Okay funny story....the other night we were walking home and I happened to look over to a house and there was this skinny man with long black shaggy hair standing his doorway naked except for some leaves around his waste--amazon man!!!  It was hilarious.  I still haven't gotten over the roaches--probably never will but the other morning i was cleaning our kitchen sink and killed a generation of them--sick!!!  And last night, there was a huge roach on top of our little fridge with his whole head in my banana, awesome.  Mom, you should come here and pull weeds---you would LOVE it!!  haha, we did that for a service project and it was the greatest thing.   They are huge and they come right out of the ground!  There was a ward activity 2 nights ago and bishop asked if we could come up with a game for everyone.  Sis mccormack suggested missionary tag---holy cow was that not the biggest hit this place has ever seen!  At first as we were trying to explain it in taglish it was confusing to everyone haha but once they got the hang of it---hilarious!!  Everyone was laughing so hard--adults and kids. 

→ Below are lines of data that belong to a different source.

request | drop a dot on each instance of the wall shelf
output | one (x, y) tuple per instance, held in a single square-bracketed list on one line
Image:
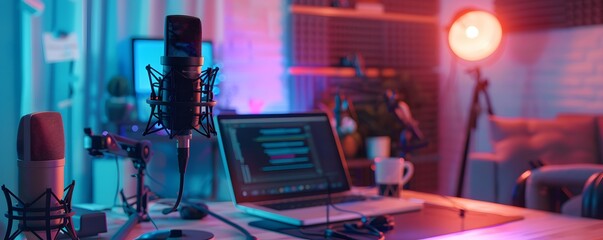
[(353, 13), (341, 71)]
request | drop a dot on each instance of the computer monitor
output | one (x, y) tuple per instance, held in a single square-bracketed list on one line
[(147, 51)]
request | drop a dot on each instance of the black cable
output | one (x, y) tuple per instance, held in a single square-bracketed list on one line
[(146, 172), (232, 224), (183, 157), (178, 199)]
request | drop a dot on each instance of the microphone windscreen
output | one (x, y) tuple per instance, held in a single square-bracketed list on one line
[(41, 137), (182, 36)]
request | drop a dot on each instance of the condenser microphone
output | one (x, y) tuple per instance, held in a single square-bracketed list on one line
[(181, 97), (182, 57), (41, 163)]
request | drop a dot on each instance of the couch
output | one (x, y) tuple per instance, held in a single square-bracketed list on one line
[(517, 142)]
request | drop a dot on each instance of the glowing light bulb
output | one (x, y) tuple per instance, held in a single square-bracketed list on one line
[(472, 32)]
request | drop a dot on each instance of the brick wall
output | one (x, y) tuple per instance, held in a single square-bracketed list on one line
[(535, 74)]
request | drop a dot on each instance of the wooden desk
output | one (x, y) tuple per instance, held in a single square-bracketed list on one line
[(535, 225)]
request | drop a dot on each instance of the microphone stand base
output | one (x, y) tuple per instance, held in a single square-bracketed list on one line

Okay, that was a long email im done talking i think haha, so much has just happened in such a short amount of time!  Life is great, hard but great and I wouldn't have it any other way.  I can do this, I know I can....the Lord is on my side.  "That which we persist in doing becomes easier for us to do, not that the nature of the thing is changed, but that our power to do it is increased" -Heber J Grant.  "Submit yourselves to God. Resist the devil and he shall flee from you" James 4:7.  So, as we PERSIST in doing those good and fruitful things in life and RESIST that which leaves emptiness, our joy will be full in the Lord and we will find that at the end of the day we were able to do a little bit more than we were capable of :)


Mahal ko kayo, maraming salamat para sa pagmamahal at support n'yo!!!!